The fundamental principle is that of impedance matching. The send signal is applied to both the telephone line and a ‘balancing network’ that is designed to have the same impedance as the line. The receive signal is derived by subtracting the two, thus canceling the send audio. Early hybrids were made with transformers configured as hybrid coils that had an extra winding that could be connected out of phase. The name ‘hybrid’ comes from these special mixed-winding transformers.

An effective hybrid would have high trans-hybrid loss, which means that relatively little of the send audio would appear on the receive port. Too much leakage can cause echoes when there is a delay in the transmission path, as there is with satellite, mobile phone, and VoIP links. This is a result of a talker’s voice traversing to the far-end hybrid and returning to his own receiver with insufficient attenuation. ITU-T Recommendation G.131 describes the relationship of echo delay vs. amplitude to listener annoyance. At 100ms, 45dB return loss is required for less than 1% of test subjects to express dissatisfaction.

Good cancellation depends upon the balancing network having a frequency-vs.-impedance characteristic that accurately matches the line. Since telephone line impedances vary depending upon many factors and the relationship is not always smooth, analog hybrids are able to achieve only a few dB of guaranteed isolation.
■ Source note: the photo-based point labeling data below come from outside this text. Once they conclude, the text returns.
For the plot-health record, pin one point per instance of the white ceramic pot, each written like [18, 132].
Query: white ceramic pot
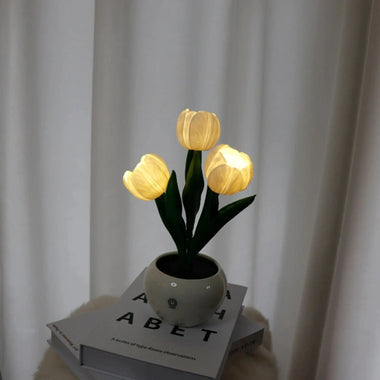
[180, 301]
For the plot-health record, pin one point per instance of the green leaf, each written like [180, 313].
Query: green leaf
[192, 191]
[170, 209]
[205, 222]
[211, 222]
[189, 158]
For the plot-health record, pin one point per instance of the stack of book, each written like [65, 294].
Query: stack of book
[127, 340]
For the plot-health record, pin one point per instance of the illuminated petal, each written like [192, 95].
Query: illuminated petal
[198, 130]
[149, 179]
[227, 170]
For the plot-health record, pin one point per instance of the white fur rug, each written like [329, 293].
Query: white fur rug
[258, 365]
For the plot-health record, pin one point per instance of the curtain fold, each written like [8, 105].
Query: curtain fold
[87, 88]
[45, 120]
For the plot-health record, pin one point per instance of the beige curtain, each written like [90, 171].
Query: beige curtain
[88, 87]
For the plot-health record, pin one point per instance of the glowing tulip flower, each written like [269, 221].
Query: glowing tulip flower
[227, 170]
[198, 130]
[149, 179]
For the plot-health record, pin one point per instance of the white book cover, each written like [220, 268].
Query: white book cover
[246, 336]
[132, 341]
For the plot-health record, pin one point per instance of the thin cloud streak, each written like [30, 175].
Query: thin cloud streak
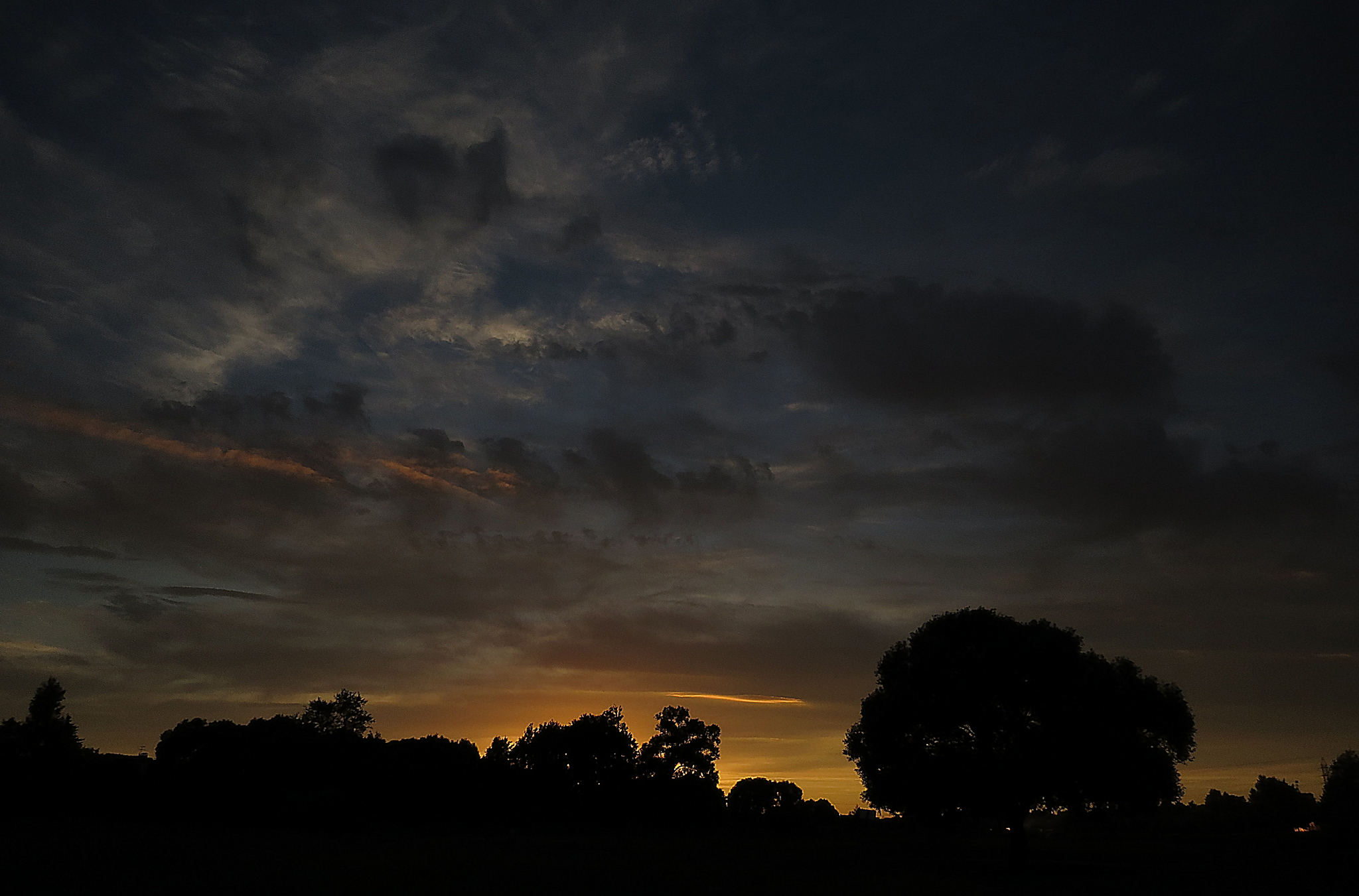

For this reason, modern hybrids use digital signal processing to implement an adaptive least mean squares filter that automatically detects the line’s impedance across the voice frequency range and adjusts to it. These may reach greater than 30dB trans-hybrid loss, measured with white noise as the send signal.

DSP hybrids are also called ‘line echo cancellers’ (LECs). (The phrase ‘echo canceller’ in this context is misleading since there is no cancellation of echo per se but rather of leakage from the analog line interface with very short time delay more accurately characterized as phase-shift. However, any uncancelled hybrid leakage will cause echo when the associated transmission path has delay, so the effect on the system is reduction of echo.)

Hybrids and cancellers are sometimes combined with echo suppressors. These work on the assumption that usually only one of the two parties to a conversation is speaking at a given time. The suppressor switches a loss into the inactive speech path, thus enhancing the echo-cancelling effect of the hybrid at the expense of simultaneous two-way conversation.

Despite being inherently four-wire, VoIP systems require hybrids when they interface to two-wire lines. A VoIP-to-Telco gateway used to interface a VoIP PBX (private branch exchange) to analog lines would contain hybrids to perform the required conversion. End-end VoIP needs no hybrids unless adaptation to a two-wire line is required.